A. Site visit to the backup data center
B. Disaster recovery plan review
C. Disaster recovery exercise
D. Restore from backup
Disaster recovery exercise
A company has 5 users. Users 1, 2 and 3 need access to payroll and users 3, 4 and 5 need access to sales. Which of the following should be implemented to give the appropriate access while enforcing least privilege?
A. Assign individual permissions to users 1 and 2 for payroll. Assign individual permissions to users 4 and 5 for sales. Make user 3 an administrator.
B. Make all users administrators and then restrict users 1 and 2 from sales. Then restrict users 4 and 5 from payroll.
C. Create two additional generic accounts, one for payroll and one for sales that users utilize.
D. Create a sales group with users 3, 4 and 5. Create a payroll group with users 1, 2 and 3.
Create a sales group with users 3, 4 and 5. Create a payroll group with users 1, 2 and 3.
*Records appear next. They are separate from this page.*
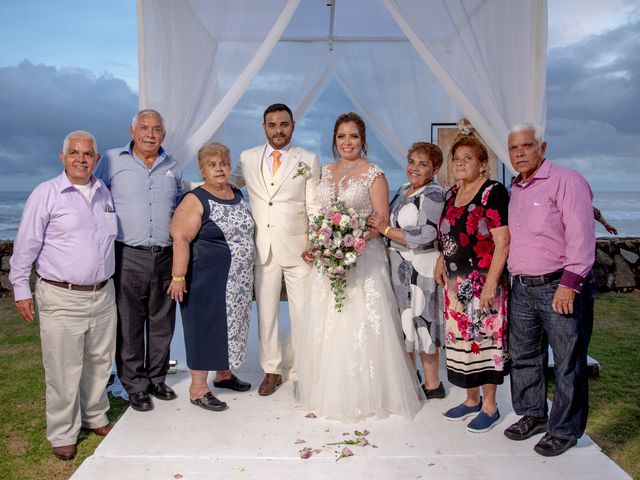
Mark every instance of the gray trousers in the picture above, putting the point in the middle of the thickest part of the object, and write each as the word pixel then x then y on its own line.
pixel 77 334
pixel 146 316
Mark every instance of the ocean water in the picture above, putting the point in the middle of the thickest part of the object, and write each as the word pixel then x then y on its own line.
pixel 621 209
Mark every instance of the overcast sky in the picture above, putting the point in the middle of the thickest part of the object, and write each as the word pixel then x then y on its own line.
pixel 66 65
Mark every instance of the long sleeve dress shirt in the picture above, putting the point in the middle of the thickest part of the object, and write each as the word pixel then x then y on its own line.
pixel 69 237
pixel 551 225
pixel 144 198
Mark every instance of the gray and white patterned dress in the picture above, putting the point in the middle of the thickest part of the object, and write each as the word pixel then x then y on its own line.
pixel 419 298
pixel 216 308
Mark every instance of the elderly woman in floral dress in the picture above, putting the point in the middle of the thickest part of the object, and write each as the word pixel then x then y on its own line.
pixel 474 239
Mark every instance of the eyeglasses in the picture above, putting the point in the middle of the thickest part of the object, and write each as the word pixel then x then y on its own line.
pixel 525 146
pixel 75 154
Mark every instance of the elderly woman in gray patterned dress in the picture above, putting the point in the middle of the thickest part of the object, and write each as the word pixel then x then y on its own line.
pixel 213 255
pixel 412 231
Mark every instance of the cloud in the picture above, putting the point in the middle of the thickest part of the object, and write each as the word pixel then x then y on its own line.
pixel 593 90
pixel 40 104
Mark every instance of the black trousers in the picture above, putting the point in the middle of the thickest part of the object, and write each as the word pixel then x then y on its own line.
pixel 146 316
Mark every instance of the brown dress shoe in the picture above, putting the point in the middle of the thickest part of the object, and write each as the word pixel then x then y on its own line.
pixel 270 384
pixel 65 452
pixel 102 431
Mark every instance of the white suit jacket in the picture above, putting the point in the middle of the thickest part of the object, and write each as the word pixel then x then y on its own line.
pixel 281 204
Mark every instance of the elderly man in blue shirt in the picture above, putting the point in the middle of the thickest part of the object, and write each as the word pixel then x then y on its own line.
pixel 146 185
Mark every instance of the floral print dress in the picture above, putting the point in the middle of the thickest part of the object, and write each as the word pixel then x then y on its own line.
pixel 475 342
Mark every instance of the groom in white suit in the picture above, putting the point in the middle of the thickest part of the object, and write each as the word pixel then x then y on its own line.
pixel 280 179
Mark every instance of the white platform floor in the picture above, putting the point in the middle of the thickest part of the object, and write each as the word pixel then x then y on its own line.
pixel 256 439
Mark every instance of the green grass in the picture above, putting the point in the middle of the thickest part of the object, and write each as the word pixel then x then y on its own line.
pixel 25 453
pixel 614 418
pixel 614 408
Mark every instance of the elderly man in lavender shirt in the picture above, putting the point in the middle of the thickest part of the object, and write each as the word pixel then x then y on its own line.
pixel 551 254
pixel 68 228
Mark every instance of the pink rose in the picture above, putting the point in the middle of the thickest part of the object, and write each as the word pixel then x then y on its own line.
pixel 348 240
pixel 359 245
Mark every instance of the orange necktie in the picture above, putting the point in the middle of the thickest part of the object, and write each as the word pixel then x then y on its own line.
pixel 276 161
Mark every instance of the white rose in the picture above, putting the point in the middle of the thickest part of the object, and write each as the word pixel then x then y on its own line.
pixel 350 258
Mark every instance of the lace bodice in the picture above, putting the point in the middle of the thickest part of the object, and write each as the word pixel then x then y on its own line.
pixel 352 191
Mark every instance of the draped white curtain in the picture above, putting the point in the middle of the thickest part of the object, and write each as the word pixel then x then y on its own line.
pixel 199 57
pixel 297 87
pixel 393 89
pixel 489 56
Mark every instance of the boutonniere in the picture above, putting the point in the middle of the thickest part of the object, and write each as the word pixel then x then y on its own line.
pixel 302 170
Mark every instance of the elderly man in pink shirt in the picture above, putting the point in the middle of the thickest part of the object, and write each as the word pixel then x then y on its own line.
pixel 551 254
pixel 68 229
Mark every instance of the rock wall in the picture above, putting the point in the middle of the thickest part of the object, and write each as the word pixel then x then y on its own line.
pixel 617 265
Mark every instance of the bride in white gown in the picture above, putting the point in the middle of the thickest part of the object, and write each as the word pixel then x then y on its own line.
pixel 352 364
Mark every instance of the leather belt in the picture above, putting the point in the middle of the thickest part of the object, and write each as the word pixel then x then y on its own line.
pixel 148 248
pixel 539 280
pixel 81 288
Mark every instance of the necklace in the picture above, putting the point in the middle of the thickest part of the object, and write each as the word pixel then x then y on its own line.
pixel 347 169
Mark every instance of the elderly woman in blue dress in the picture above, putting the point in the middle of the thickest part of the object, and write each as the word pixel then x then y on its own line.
pixel 412 231
pixel 213 256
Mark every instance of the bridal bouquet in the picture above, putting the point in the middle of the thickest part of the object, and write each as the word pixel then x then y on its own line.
pixel 337 236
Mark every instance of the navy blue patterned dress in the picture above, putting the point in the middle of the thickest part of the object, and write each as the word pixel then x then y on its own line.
pixel 217 305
An administrator is concerned that a company’s web server has not been patched. Which of the following would be the BEST assessment for the administrator to perform?
A. Vulnerability scan
B. Risk assessment
C. Virus scan
D. Network sniffer
Vulnerability scan
A systems administrator has implemented PKI on a classified government network. In the event that a disconnect occurs from the primary CA, which of the following should be accessible locally from every site to ensure users with bad certificates cannot gain access to the network?
A. A CRL
B. Make the RA available
C. A verification authority
D. A redundant CA
A CRL
Emily, a security manager, has decided to force expiration of all company passwords by the close of business day. Which of the following BEST supports this reasoning?
A. A recent security breach in which passwords were cracked.
B. Implementation of configuration management processes.
C. Enforcement of password complexity requirements.
D. Implementation of account lockout procedures.
A recent security breach in which passwords were cracked.
Several bins are located throughout a building for secure disposal of sensitive information.
Which of the following does this prevent?
A. Dumpster diving
B. War driving
C. Tailgating
D. War chalking
Dumpster diving
Which of the following is the MOST specific plan for various problems that can arise within a system?
A. Business Continuity Plan
B. Continuity of Operation Plan
C. Disaster Recovery Plan
D. IT Contingency Plan
IT Contingency Plan
Which of the following provides data the best fault tolerance at the LOWEST cost?
A. Load balancing
B. Clustering
C. Server virtualization
D. RAID 6
RAID 6
Which of the following has serious security implications for large organizations and can potentially allow an attacker to capture conversations?
A. Subnetting
B. NAT
C. Jabber
D. DMZ
Jabber
A security specialist has been asked to evaluate a corporate network by performing a vulnerability assessment. Which of the following will MOST likely be performed?
A. Identify vulnerabilities, check applicability of vulnerabilities by passively testing security controls.
B. Verify vulnerabilities exist, bypass security controls and exploit the vulnerabilities.
C. Exploit security controls to determine vulnerabilities and misconfigurations.
D. Bypass security controls and identify applicability of vulnerabilities by passively testing security controls.
Identify vulnerabilities, check applicability of vulnerabilities by passively testing security controls.